Understanding low libido, causes, and a list of related diseases
13.
How to understand low libido
This refers to decreased libido in adult men.
Although libido is also affected by hormone levels in the bloodstream and physical condition, it is primarily a psychological function.
Almost all men experience a decline in libido between the ages of 40 and 50; some don't pay attention, while others become very anxious.
Sexual desire is an instinct that generally doesn't disappear, but it's easily affected by fear and emotions.
The duration of loss or decline in libido varies greatly, depending on how both partners perceive it. When the problem is clearly interfering with the lives of an individual or both partners, it should be treated promptly.
Generally speaking, the incidence of low libido varies.
In fact, both men and women experience a normal period of decreased libido after sexual intercourse.
Sexual desire is suppressed when it is replaced by more pressing considerations.
Of course, low libido can also be caused by organic factors, such as various physical diseases or medications.
14.
Causes of low libido
Sexual desire refers to the desire for sexual activity under sexual stimulation.
Decreased libido in boys after puberty generally occurs in the following ways:
(1) Age factor: The arousal of sexual desire relies on the action of androgens secreted by the testes - testosterone. As age increases, the amount of testosterone secreted by the testes will gradually decrease. Generally, men's sexual desire naturally declines after the age of 50, which is in line with physiological laws and should not be considered as pathological.
(2) Psychological factors: Anxiety, depression, open or hidden hostility, such as anger after discovering a partner’s infidelity or past infidelity, marital discord and lack of passion, unsafe environment or fear of pregnancy, can all be causes of low libido.
(3) Organic factors: Almost all systemic diseases and chronic diseases can reduce libido.
Such as urinary tract infections, endocrine disorders, etc.
15.
Diseases that can cause low libido
Almost all systemic and chronic diseases can reduce libido, but this is actually just an early manifestation of the disease.
Currently known diseases that significantly reduce libido include: Addison's disease, Cushing's syndrome, Parkinson's syndrome, hyperprolactinemia, hypopituitarism, hypothyroidism, chronic active hepatitis, cirrhosis, chronic renal failure, heart failure, myotonic dystrophy, reproductive system tumors, blood diseases, tuberculosis, Kallmann syndrome, Klinefelter syndrome, and male menopause syndrome.
Diseases that can sometimes reduce libido include: acromegaly, hyperaldosteronism, hyperthyroidism, hypoglycemia, hypokalemia, malnutrition, malabsorption, anemia, prostatitis, brain tumors, cerebrovascular diseases, chronic obstructive pulmonary disease, collagen diseases, multiple sclerosis, sarcoidosis, Wegener's granulomatosis, etc.
16.
The main manifestations of hypersexuality
It manifests as excessive, rapid, or intense sexual arousal, with an overly strong libido that exceeds normal levels. For example, there is an urgent need for sexual activity, an increased frequency of intercourse, and a prolonged duration of intercourse that far exceeds what a normal person can accept. In some cases, the sexual desire is so strong that it is unbearable for the wife.
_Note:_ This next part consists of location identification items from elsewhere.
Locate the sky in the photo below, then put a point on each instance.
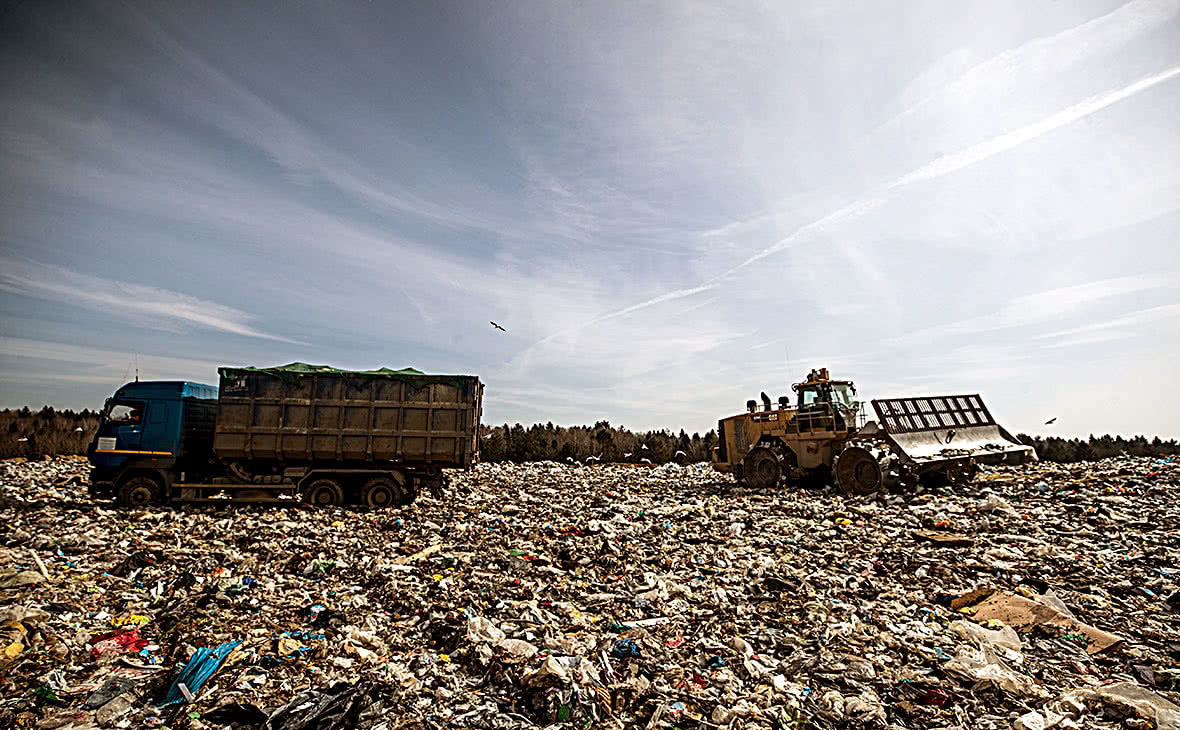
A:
(669, 206)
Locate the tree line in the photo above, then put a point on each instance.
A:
(48, 432)
(1067, 451)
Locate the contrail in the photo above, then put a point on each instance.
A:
(937, 169)
(979, 152)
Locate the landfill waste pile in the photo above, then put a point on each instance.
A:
(542, 594)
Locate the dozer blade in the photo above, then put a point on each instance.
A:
(937, 433)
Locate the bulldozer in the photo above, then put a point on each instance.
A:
(823, 435)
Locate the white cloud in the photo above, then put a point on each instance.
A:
(150, 306)
(99, 366)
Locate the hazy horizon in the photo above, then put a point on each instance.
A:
(669, 206)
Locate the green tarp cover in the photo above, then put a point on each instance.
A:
(295, 370)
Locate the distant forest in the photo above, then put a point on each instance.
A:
(47, 432)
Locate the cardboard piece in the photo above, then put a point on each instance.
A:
(1024, 613)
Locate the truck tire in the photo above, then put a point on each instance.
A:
(858, 471)
(382, 492)
(762, 468)
(325, 493)
(139, 492)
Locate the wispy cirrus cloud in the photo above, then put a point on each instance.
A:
(99, 366)
(150, 306)
(931, 171)
(1047, 306)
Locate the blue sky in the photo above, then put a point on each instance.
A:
(670, 206)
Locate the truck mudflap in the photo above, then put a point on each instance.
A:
(937, 433)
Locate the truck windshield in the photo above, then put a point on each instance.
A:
(844, 395)
(125, 413)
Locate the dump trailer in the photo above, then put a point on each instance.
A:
(820, 435)
(289, 433)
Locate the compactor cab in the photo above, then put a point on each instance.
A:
(821, 436)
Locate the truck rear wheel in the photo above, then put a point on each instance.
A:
(325, 493)
(139, 492)
(382, 492)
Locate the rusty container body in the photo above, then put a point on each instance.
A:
(347, 418)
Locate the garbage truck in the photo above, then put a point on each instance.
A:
(289, 433)
(821, 435)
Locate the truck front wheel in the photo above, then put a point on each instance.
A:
(139, 492)
(325, 493)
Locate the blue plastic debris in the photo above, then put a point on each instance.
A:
(200, 668)
(625, 649)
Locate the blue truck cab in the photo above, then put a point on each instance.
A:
(150, 433)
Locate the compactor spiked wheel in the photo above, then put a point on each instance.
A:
(858, 471)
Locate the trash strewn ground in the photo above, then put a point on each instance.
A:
(1043, 596)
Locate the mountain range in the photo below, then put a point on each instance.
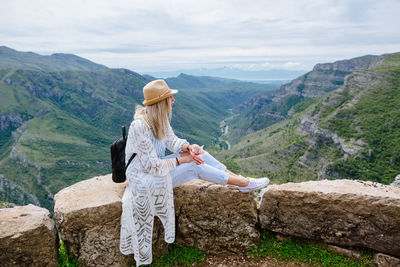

Young people typically have sex 1 to 3 times a week. Newlyweds or couples who have been separated for a long time may have slightly more frequent sex, which is also normal.
If one's libido remains exceptionally high, with a desire for sexual intercourse regardless of time or place, and a feeling of dissatisfaction otherwise, it is called hypersexuality.
17.
Specific behaviors of masturbation
The act of using one's own genitals with one's hands, sometimes with the help of different objects, in order to obtain some degree of sexual pleasure and satisfy sexual desires, is considered masturbation regardless of whether or not orgasm is ultimately achieved.
People's masturbation often begins unintentionally with playing with their genitals or with their penis being stimulated by tight underwear. This stimulation practice is often accompanied by creative or imitative imagination.
Later, I discovered that masturbation could bring me a certain amount of pleasure. In addition, my sexual organs matured, and if I had sexual urges, I would unconsciously masturbate frequently in order to satisfy my sexual desires, which would then become a habit.
18.
How to understand erectile dysfunction (ED)
Erectile dysfunction (ED) is a term used to describe the inability of the penis to achieve and maintain an erection sufficient for satisfactory sexual intercourse.
Erectile dysfunction is a complex sexual disorder with particularly significant overall effects. It is the most common male sexual dysfunction in clinical practice and has profound psychological and medical significance.
It can be divided into psychological, endocrine, neurological, arterial, venous, and iatrogenic types.
Even now, the diagnosis of erectile dysfunction remains highly subjective, relying solely on patient observation, self-reporting, and questionnaires. This inevitably leads to experiential judgments, often resulting in inaccurate diagnoses and incorrect treatment plans, especially among some quack doctors in my country.